One way to operate in the post-gene patenting environment is to seek IP protection for a variety of novel applications of gene-disease associations. For example, Allen Roses, Jefferson-Pilot professor of neurobiology at Duke University and CEO at Zinfandel Pharmaceuticals, is working with Takeda Pharmaceuticals to investigate whether low doses of the diabetes drug Actos can delay Alzheimer's onset in people with a high risk of the disease based on age, clinical, and genetic factors.
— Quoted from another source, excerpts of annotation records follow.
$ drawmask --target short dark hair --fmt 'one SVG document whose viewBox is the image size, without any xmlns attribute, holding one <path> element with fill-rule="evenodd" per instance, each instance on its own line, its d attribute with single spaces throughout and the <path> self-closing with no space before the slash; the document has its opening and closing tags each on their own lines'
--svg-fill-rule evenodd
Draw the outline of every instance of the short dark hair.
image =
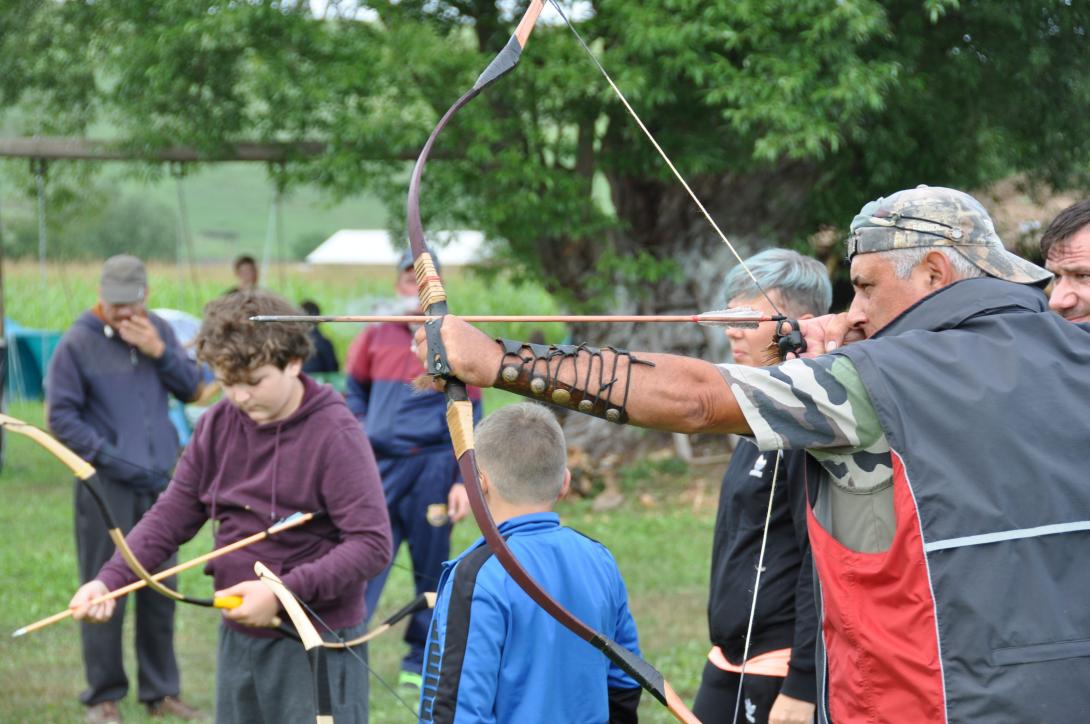
<svg viewBox="0 0 1090 724">
<path fill-rule="evenodd" d="M 1041 256 L 1049 258 L 1049 251 L 1054 245 L 1064 243 L 1087 225 L 1090 225 L 1090 198 L 1083 198 L 1056 214 L 1041 234 Z"/>
<path fill-rule="evenodd" d="M 240 254 L 239 256 L 234 257 L 234 265 L 231 268 L 238 272 L 239 267 L 242 266 L 243 264 L 249 264 L 250 266 L 256 267 L 257 260 L 255 260 L 250 254 Z"/>
<path fill-rule="evenodd" d="M 268 291 L 243 291 L 219 297 L 204 309 L 197 333 L 197 358 L 210 364 L 225 382 L 243 382 L 250 372 L 266 364 L 279 370 L 302 362 L 314 347 L 300 322 L 251 322 L 263 314 L 299 314 L 288 300 Z"/>
</svg>

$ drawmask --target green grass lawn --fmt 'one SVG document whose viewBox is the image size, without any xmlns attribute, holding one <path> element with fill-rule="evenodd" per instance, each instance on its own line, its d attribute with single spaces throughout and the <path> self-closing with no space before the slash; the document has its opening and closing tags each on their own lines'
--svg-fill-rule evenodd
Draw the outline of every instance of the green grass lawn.
<svg viewBox="0 0 1090 724">
<path fill-rule="evenodd" d="M 10 413 L 41 423 L 40 403 L 17 403 Z M 625 476 L 628 502 L 596 514 L 588 500 L 564 502 L 567 524 L 605 543 L 616 556 L 629 587 L 631 608 L 640 628 L 645 657 L 691 701 L 707 649 L 705 602 L 708 554 L 714 524 L 715 481 L 720 472 L 697 475 L 677 464 L 642 463 Z M 80 721 L 76 696 L 83 687 L 78 632 L 71 622 L 20 639 L 15 628 L 61 611 L 76 588 L 72 531 L 72 479 L 65 469 L 36 445 L 8 435 L 5 463 L 0 473 L 0 721 Z M 472 522 L 458 526 L 453 547 L 460 551 L 477 536 Z M 202 531 L 181 552 L 187 559 L 210 548 Z M 390 576 L 377 615 L 392 613 L 411 598 L 411 576 L 402 551 Z M 197 596 L 210 594 L 199 570 L 181 577 L 181 589 Z M 217 614 L 179 605 L 175 644 L 186 700 L 211 711 L 216 660 Z M 371 647 L 371 705 L 373 722 L 408 722 L 412 716 L 383 688 L 379 677 L 396 684 L 402 651 L 402 627 Z M 131 641 L 131 628 L 126 640 Z M 126 647 L 131 649 L 131 645 Z M 131 651 L 128 667 L 134 675 Z M 545 654 L 547 655 L 547 654 Z M 145 721 L 143 709 L 125 700 L 129 722 Z M 644 696 L 641 717 L 668 722 L 666 710 Z"/>
</svg>

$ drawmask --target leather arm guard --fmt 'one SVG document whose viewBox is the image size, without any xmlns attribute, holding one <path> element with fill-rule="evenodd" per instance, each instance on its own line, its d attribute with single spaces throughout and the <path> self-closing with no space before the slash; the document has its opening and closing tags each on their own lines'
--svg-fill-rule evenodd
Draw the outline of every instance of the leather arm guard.
<svg viewBox="0 0 1090 724">
<path fill-rule="evenodd" d="M 613 347 L 496 341 L 504 348 L 504 359 L 495 387 L 617 424 L 628 421 L 632 365 L 654 366 Z"/>
</svg>

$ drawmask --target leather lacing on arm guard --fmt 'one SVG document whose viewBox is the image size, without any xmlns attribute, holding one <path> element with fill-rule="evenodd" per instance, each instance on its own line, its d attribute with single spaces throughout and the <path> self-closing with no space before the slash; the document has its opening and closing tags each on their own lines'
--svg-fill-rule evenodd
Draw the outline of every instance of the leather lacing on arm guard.
<svg viewBox="0 0 1090 724">
<path fill-rule="evenodd" d="M 504 359 L 495 387 L 617 424 L 628 421 L 632 365 L 654 366 L 614 347 L 496 341 Z"/>
</svg>

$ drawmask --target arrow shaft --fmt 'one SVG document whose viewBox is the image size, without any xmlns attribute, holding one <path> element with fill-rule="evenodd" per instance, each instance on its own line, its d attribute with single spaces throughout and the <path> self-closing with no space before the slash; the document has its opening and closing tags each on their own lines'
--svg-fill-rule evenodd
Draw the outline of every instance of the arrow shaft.
<svg viewBox="0 0 1090 724">
<path fill-rule="evenodd" d="M 170 568 L 167 568 L 166 570 L 160 570 L 159 572 L 153 575 L 150 578 L 154 581 L 161 581 L 162 579 L 170 578 L 171 576 L 174 576 L 175 574 L 180 574 L 183 570 L 189 570 L 190 568 L 195 568 L 196 566 L 199 566 L 203 563 L 207 563 L 208 560 L 213 560 L 215 558 L 219 558 L 220 556 L 225 556 L 228 553 L 233 553 L 234 551 L 238 551 L 239 548 L 244 548 L 247 545 L 252 545 L 253 543 L 256 543 L 258 541 L 264 541 L 269 535 L 274 535 L 276 533 L 279 533 L 281 530 L 287 530 L 289 528 L 294 528 L 295 526 L 302 526 L 303 523 L 310 521 L 313 518 L 314 518 L 314 514 L 313 512 L 303 514 L 303 515 L 299 516 L 298 519 L 293 519 L 293 520 L 291 520 L 289 522 L 286 522 L 286 523 L 282 523 L 280 526 L 274 526 L 269 530 L 263 530 L 259 533 L 254 533 L 253 535 L 251 535 L 249 538 L 244 538 L 241 541 L 235 541 L 234 543 L 230 543 L 228 545 L 225 545 L 221 548 L 216 548 L 215 551 L 210 551 L 208 553 L 205 553 L 204 555 L 199 555 L 196 558 L 193 558 L 191 560 L 186 560 L 185 563 L 180 563 L 177 566 L 171 566 Z M 130 583 L 129 586 L 122 586 L 121 588 L 117 589 L 116 591 L 110 591 L 109 593 L 105 593 L 105 594 L 102 594 L 102 595 L 100 595 L 100 596 L 98 596 L 96 599 L 93 599 L 90 601 L 89 605 L 96 605 L 96 604 L 102 603 L 105 601 L 112 601 L 113 599 L 120 599 L 121 596 L 128 595 L 129 593 L 132 593 L 133 591 L 137 591 L 137 590 L 140 590 L 140 589 L 142 589 L 142 588 L 144 588 L 146 586 L 147 586 L 147 581 L 145 581 L 145 580 L 134 581 L 134 582 Z M 217 606 L 217 607 L 232 607 L 232 606 Z M 17 631 L 15 631 L 12 636 L 25 636 L 26 634 L 33 634 L 34 631 L 43 629 L 43 628 L 45 628 L 47 626 L 50 626 L 52 624 L 56 624 L 59 620 L 64 620 L 65 618 L 68 618 L 71 615 L 72 615 L 72 610 L 71 608 L 65 608 L 64 611 L 58 612 L 58 613 L 53 614 L 52 616 L 47 616 L 46 618 L 43 618 L 40 620 L 36 620 L 36 622 L 34 622 L 33 624 L 31 624 L 28 626 L 24 626 L 23 628 L 21 628 Z"/>
</svg>

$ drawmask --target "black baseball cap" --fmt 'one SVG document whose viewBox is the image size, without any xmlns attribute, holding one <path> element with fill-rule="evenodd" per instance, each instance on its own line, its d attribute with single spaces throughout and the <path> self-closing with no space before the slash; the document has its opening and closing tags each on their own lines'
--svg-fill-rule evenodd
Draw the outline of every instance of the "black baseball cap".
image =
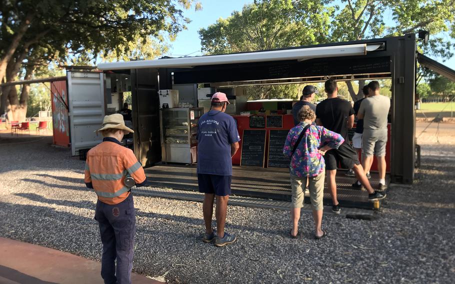
<svg viewBox="0 0 455 284">
<path fill-rule="evenodd" d="M 304 96 L 310 96 L 314 92 L 318 94 L 318 88 L 312 85 L 306 85 L 302 91 Z"/>
</svg>

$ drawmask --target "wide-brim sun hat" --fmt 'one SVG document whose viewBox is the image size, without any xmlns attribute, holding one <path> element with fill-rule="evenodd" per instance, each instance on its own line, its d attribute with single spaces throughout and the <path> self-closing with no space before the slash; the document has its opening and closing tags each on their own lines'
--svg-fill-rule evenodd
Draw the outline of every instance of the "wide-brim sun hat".
<svg viewBox="0 0 455 284">
<path fill-rule="evenodd" d="M 100 131 L 109 128 L 120 129 L 128 131 L 130 133 L 134 132 L 132 129 L 126 127 L 125 125 L 125 122 L 123 120 L 123 116 L 120 114 L 114 114 L 104 116 L 104 118 L 102 120 L 102 127 L 94 132 L 98 133 Z"/>
</svg>

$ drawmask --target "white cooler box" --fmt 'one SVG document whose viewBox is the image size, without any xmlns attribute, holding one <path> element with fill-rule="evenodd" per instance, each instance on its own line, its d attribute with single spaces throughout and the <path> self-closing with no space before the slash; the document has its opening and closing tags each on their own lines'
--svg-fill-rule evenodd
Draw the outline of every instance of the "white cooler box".
<svg viewBox="0 0 455 284">
<path fill-rule="evenodd" d="M 170 108 L 178 106 L 178 90 L 160 90 L 158 91 L 160 96 L 160 108 L 162 108 L 164 104 L 167 104 Z"/>
</svg>

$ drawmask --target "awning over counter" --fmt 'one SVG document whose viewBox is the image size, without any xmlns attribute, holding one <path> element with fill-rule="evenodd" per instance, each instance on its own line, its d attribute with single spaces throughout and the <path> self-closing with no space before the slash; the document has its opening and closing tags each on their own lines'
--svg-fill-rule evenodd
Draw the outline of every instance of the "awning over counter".
<svg viewBox="0 0 455 284">
<path fill-rule="evenodd" d="M 314 58 L 365 55 L 382 46 L 380 44 L 360 44 L 314 48 L 290 48 L 222 55 L 204 56 L 112 63 L 103 62 L 100 70 L 142 68 L 190 68 L 196 66 L 234 64 L 252 62 L 303 60 Z"/>
<path fill-rule="evenodd" d="M 455 70 L 421 54 L 417 54 L 417 60 L 424 67 L 455 82 Z"/>
</svg>

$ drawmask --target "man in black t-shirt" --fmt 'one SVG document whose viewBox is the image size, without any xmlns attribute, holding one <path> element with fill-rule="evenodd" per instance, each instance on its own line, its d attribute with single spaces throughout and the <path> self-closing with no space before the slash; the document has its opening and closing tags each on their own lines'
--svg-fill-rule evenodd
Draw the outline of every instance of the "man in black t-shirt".
<svg viewBox="0 0 455 284">
<path fill-rule="evenodd" d="M 375 191 L 372 188 L 358 161 L 357 153 L 350 142 L 348 132 L 354 125 L 354 110 L 350 104 L 338 98 L 338 87 L 335 80 L 327 80 L 324 87 L 327 98 L 316 106 L 316 123 L 328 130 L 340 134 L 344 138 L 344 142 L 338 149 L 327 151 L 324 155 L 326 176 L 328 176 L 327 185 L 333 203 L 332 211 L 336 214 L 339 214 L 340 209 L 336 196 L 335 179 L 338 162 L 344 167 L 352 169 L 358 180 L 368 192 L 368 198 L 370 200 L 382 199 L 386 197 L 386 194 Z"/>
<path fill-rule="evenodd" d="M 300 123 L 298 120 L 298 112 L 304 106 L 308 106 L 310 108 L 316 112 L 316 106 L 311 103 L 314 100 L 318 88 L 312 85 L 306 85 L 302 91 L 302 96 L 300 100 L 296 102 L 292 106 L 292 117 L 294 118 L 294 125 L 296 126 Z"/>
</svg>

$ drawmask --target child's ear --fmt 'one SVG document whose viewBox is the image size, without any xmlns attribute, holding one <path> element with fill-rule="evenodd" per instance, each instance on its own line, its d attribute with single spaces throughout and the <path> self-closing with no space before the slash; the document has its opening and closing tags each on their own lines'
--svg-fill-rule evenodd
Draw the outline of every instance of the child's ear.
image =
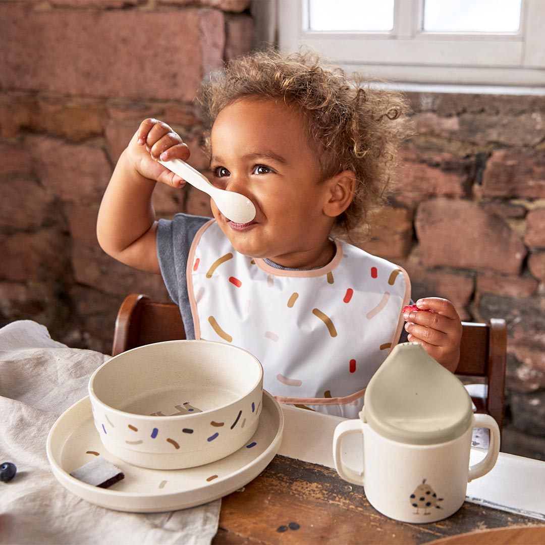
<svg viewBox="0 0 545 545">
<path fill-rule="evenodd" d="M 328 180 L 328 201 L 324 205 L 324 213 L 330 217 L 340 216 L 354 198 L 356 176 L 349 170 L 343 171 Z"/>
</svg>

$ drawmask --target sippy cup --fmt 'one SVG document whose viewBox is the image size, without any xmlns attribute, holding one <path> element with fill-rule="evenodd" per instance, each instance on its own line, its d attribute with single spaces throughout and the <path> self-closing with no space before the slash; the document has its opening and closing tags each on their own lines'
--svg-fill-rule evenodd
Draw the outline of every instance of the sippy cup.
<svg viewBox="0 0 545 545">
<path fill-rule="evenodd" d="M 473 428 L 490 430 L 485 457 L 469 467 Z M 363 471 L 346 465 L 343 438 L 363 438 Z M 462 383 L 417 343 L 396 346 L 369 382 L 360 418 L 338 424 L 333 458 L 338 474 L 363 485 L 369 502 L 391 518 L 434 522 L 456 512 L 467 483 L 494 467 L 500 432 L 474 414 Z"/>
</svg>

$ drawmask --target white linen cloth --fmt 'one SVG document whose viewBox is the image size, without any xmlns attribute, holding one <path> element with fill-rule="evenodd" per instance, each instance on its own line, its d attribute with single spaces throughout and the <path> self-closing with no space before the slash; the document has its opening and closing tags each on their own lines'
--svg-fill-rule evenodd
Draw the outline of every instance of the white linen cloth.
<svg viewBox="0 0 545 545">
<path fill-rule="evenodd" d="M 90 504 L 55 479 L 47 434 L 88 395 L 89 378 L 110 356 L 69 348 L 34 322 L 0 329 L 0 463 L 17 473 L 0 482 L 0 543 L 210 543 L 221 500 L 167 513 L 133 513 Z"/>
</svg>

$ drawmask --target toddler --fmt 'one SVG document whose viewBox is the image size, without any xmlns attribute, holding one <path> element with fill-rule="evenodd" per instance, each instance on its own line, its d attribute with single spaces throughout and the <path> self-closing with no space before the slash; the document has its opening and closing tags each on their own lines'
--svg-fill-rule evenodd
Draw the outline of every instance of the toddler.
<svg viewBox="0 0 545 545">
<path fill-rule="evenodd" d="M 211 201 L 214 220 L 156 220 L 157 181 L 185 181 L 158 162 L 190 150 L 146 119 L 122 154 L 99 214 L 99 241 L 124 263 L 162 274 L 187 338 L 255 354 L 279 401 L 356 417 L 365 387 L 398 342 L 453 371 L 462 326 L 445 299 L 410 299 L 403 269 L 334 237 L 385 195 L 404 134 L 397 94 L 364 89 L 313 54 L 255 53 L 201 92 L 213 183 L 255 205 L 246 223 Z"/>
</svg>

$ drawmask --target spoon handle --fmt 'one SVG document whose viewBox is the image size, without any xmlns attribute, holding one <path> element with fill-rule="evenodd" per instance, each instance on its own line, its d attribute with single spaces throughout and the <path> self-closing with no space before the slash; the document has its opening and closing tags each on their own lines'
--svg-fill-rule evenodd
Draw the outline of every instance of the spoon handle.
<svg viewBox="0 0 545 545">
<path fill-rule="evenodd" d="M 209 181 L 208 179 L 198 171 L 188 165 L 181 159 L 172 159 L 170 161 L 159 161 L 164 167 L 166 167 L 174 174 L 177 174 L 193 187 L 200 189 L 211 197 L 216 189 Z"/>
</svg>

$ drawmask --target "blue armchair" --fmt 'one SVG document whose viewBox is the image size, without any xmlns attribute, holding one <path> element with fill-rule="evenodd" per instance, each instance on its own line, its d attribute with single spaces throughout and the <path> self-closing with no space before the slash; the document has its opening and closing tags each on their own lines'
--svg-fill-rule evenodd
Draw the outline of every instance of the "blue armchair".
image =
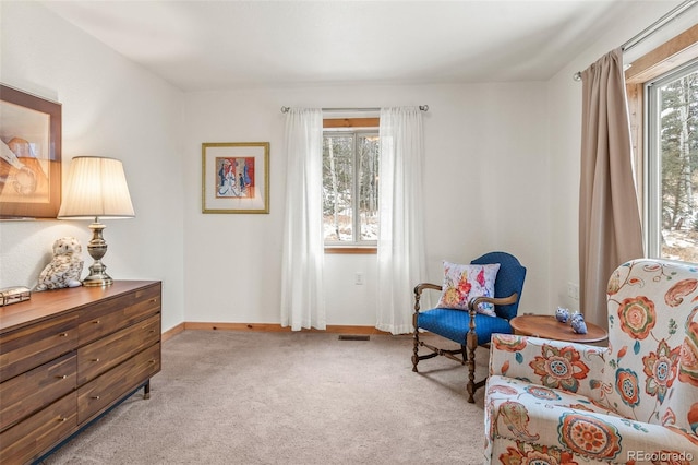
<svg viewBox="0 0 698 465">
<path fill-rule="evenodd" d="M 412 371 L 418 372 L 417 363 L 436 356 L 444 356 L 461 365 L 468 365 L 468 402 L 474 403 L 476 390 L 482 388 L 486 378 L 476 382 L 476 348 L 486 346 L 493 333 L 512 334 L 509 320 L 516 317 L 519 299 L 524 289 L 526 267 L 512 254 L 490 252 L 470 262 L 471 265 L 500 264 L 494 282 L 494 296 L 477 296 L 467 303 L 467 309 L 434 308 L 422 311 L 420 300 L 428 289 L 442 291 L 443 286 L 422 283 L 414 287 L 414 346 Z M 478 312 L 482 303 L 494 306 L 494 315 Z M 442 349 L 420 339 L 420 332 L 428 331 L 460 345 L 459 348 Z M 419 354 L 419 348 L 429 350 Z"/>
</svg>

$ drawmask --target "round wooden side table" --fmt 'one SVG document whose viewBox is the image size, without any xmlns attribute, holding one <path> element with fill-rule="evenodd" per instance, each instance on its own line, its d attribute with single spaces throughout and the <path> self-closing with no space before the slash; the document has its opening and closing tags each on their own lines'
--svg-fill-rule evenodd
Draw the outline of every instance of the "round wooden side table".
<svg viewBox="0 0 698 465">
<path fill-rule="evenodd" d="M 577 334 L 569 323 L 561 323 L 555 317 L 549 314 L 524 314 L 514 318 L 509 323 L 516 334 L 544 339 L 589 344 L 600 343 L 609 337 L 606 330 L 588 321 L 585 322 L 587 334 Z"/>
</svg>

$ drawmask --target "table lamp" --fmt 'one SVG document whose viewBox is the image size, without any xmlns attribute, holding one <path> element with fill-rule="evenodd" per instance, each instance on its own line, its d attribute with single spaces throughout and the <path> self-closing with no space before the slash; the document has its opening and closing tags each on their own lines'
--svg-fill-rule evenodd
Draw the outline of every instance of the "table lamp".
<svg viewBox="0 0 698 465">
<path fill-rule="evenodd" d="M 94 263 L 83 286 L 109 286 L 113 279 L 107 274 L 101 258 L 107 253 L 107 242 L 101 231 L 100 218 L 133 218 L 133 205 L 123 165 L 115 158 L 94 156 L 74 157 L 70 164 L 68 184 L 58 212 L 59 219 L 94 219 L 87 252 Z"/>
</svg>

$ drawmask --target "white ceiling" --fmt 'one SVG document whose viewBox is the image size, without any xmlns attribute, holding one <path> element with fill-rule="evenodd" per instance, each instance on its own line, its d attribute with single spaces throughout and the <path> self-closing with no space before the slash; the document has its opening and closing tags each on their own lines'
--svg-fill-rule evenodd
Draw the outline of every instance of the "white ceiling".
<svg viewBox="0 0 698 465">
<path fill-rule="evenodd" d="M 547 80 L 629 5 L 618 0 L 43 3 L 183 91 Z"/>
</svg>

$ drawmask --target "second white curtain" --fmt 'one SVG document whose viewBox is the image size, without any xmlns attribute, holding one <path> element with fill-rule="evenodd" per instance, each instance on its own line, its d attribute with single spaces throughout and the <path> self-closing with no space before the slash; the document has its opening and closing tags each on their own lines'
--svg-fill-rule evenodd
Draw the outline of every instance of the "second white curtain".
<svg viewBox="0 0 698 465">
<path fill-rule="evenodd" d="M 426 275 L 421 110 L 418 107 L 383 108 L 380 136 L 376 327 L 405 334 L 412 331 L 412 288 Z"/>
<path fill-rule="evenodd" d="M 286 226 L 281 326 L 324 330 L 323 115 L 292 108 L 286 119 Z"/>
</svg>

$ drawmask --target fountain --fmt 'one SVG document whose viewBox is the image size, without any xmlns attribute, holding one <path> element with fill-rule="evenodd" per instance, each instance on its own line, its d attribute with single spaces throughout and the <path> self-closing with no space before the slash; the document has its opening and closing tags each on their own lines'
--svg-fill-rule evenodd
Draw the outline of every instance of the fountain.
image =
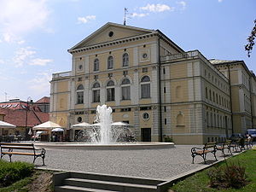
<svg viewBox="0 0 256 192">
<path fill-rule="evenodd" d="M 130 125 L 112 121 L 112 108 L 107 105 L 97 106 L 96 123 L 82 123 L 81 130 L 76 137 L 78 143 L 37 143 L 38 147 L 58 148 L 81 148 L 86 150 L 124 150 L 166 148 L 173 143 L 137 143 Z"/>
<path fill-rule="evenodd" d="M 87 125 L 78 132 L 76 141 L 108 145 L 120 142 L 135 142 L 130 125 L 112 121 L 112 108 L 107 105 L 97 106 L 96 124 Z"/>
</svg>

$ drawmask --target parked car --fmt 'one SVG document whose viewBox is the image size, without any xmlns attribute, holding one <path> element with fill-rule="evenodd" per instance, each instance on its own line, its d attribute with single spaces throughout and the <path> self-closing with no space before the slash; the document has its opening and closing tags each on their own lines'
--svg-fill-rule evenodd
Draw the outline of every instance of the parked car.
<svg viewBox="0 0 256 192">
<path fill-rule="evenodd" d="M 243 138 L 243 136 L 241 133 L 232 133 L 231 137 L 230 137 L 231 141 L 236 141 L 239 138 Z"/>
<path fill-rule="evenodd" d="M 251 135 L 253 141 L 256 140 L 256 129 L 247 129 L 247 135 Z"/>
<path fill-rule="evenodd" d="M 39 141 L 39 140 L 41 140 L 41 136 L 42 135 L 47 135 L 47 131 L 38 131 L 38 132 L 36 132 L 36 135 L 32 137 L 32 140 L 34 140 L 34 138 L 35 138 L 36 141 Z"/>
</svg>

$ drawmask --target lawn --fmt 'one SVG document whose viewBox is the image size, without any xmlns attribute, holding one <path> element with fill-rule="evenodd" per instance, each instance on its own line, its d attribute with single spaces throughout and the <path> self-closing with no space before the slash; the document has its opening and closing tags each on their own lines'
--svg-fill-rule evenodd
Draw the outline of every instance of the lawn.
<svg viewBox="0 0 256 192">
<path fill-rule="evenodd" d="M 209 170 L 215 169 L 211 167 L 202 172 L 197 172 L 195 175 L 181 181 L 170 188 L 171 191 L 175 192 L 254 192 L 256 189 L 256 151 L 247 150 L 236 156 L 227 160 L 227 164 L 238 165 L 245 167 L 247 180 L 248 183 L 241 189 L 212 189 L 209 187 L 210 179 L 207 176 Z M 225 162 L 219 163 L 219 166 L 226 166 Z"/>
</svg>

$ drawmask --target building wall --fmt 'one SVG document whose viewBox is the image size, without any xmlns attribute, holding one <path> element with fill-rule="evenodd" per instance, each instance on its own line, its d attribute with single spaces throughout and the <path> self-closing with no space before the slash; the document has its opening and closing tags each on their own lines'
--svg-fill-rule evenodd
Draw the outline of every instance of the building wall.
<svg viewBox="0 0 256 192">
<path fill-rule="evenodd" d="M 79 121 L 92 124 L 96 120 L 96 106 L 107 104 L 113 109 L 113 121 L 125 121 L 134 125 L 138 141 L 143 139 L 143 129 L 149 128 L 151 141 L 160 141 L 162 132 L 162 137 L 171 137 L 175 143 L 183 144 L 223 141 L 230 136 L 231 108 L 238 113 L 233 115 L 233 124 L 237 127 L 249 125 L 251 109 L 247 96 L 250 92 L 246 70 L 239 66 L 230 70 L 233 77 L 230 91 L 234 95 L 230 101 L 227 67 L 218 67 L 221 73 L 199 51 L 177 51 L 168 40 L 163 38 L 159 40 L 160 35 L 111 43 L 119 37 L 141 35 L 141 32 L 129 32 L 130 29 L 114 30 L 114 27 L 107 28 L 96 34 L 94 39 L 90 37 L 78 45 L 79 49 L 84 49 L 71 52 L 72 71 L 67 73 L 68 75 L 53 75 L 51 120 L 67 127 Z M 116 36 L 109 38 L 104 46 L 106 34 L 110 31 L 114 31 Z M 93 49 L 90 47 L 91 44 Z M 124 53 L 129 55 L 128 67 L 122 66 Z M 143 54 L 147 54 L 145 58 Z M 109 55 L 113 57 L 113 69 L 107 67 Z M 96 59 L 99 60 L 96 72 L 94 71 Z M 141 79 L 146 75 L 150 78 L 150 97 L 143 99 Z M 121 98 L 121 82 L 125 78 L 131 82 L 131 100 Z M 109 80 L 114 82 L 113 102 L 107 101 Z M 100 84 L 99 102 L 92 100 L 96 82 Z M 241 84 L 243 84 L 241 89 Z M 83 85 L 84 90 L 77 90 L 79 85 Z M 80 104 L 78 104 L 78 91 L 84 94 L 84 102 Z M 143 119 L 145 113 L 148 119 Z"/>
</svg>

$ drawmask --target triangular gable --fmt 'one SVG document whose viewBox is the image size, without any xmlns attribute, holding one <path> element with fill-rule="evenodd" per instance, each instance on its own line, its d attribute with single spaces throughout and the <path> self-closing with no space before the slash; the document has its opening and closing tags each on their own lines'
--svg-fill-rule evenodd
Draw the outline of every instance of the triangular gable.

In a Phase III study researchers will use an algorithm, factoring in normal subjects' clinical information and genotype combinations involving varying lengths of the TOMM40 rs10524523 poly-T polymorphism, to assess their risk of cognitive decline due to Alzheimer's. Those deemed to be at high risk of cognitive decline will be enrolled in the trial. Researchers involved in this effort have filed patents covering this method of determining a person's risk of developing Alzheimer's.

Previously, Roses led a research team in 1992 that identified APOE4 as a key susceptibility gene associated with late-onset Alzheimer's. Duke University held patents on methods of testing for APOE variants to gauge a person's risk of Alzheimer's, which it exclusively licensed to Athena. Some critics of gene patents have cited Duke's APOE patents as broadly describing an association between the variants and Alzheimer's risk and have asserted that the patents should be invalidated.

One of Duke's patents is now expired and the rest are slated to expire in coming months. Roses has previously said that in the mid-1990's, when APOE testing was first launched, many people misunderstood the association between APOE variants and Alzheimer's risk and wanted to use the marker to screen patients without signs and symptoms for the disease. The exclusive licenses on the methods for gauging APOE variants helped stave off inappropriate use of the test, Roses has maintained.

The genomic algorithm Roses' research team is now developing as a companion test for Actos is occurring at a time when genomically guided treatment strategies are somewhat better understood. Also, Roses has previously told PGx Reporter that the patents filed on this method don't describe a simple association between TOMM40 and Alzheimer's disease.

“I am confident that this represents more than patenting the sequence of a piece of DNA and meets several of the criteria … used by the Patent Office for consideration of a patent-eligible invention,” Roses said. “I would hope that future patent applications would be less based on uncertain and highly expansive claims, but will be strongly defined so that the art of medicine can progress through more focused diagnosis and prognosis, coupled with more focused therapy discovery and development.”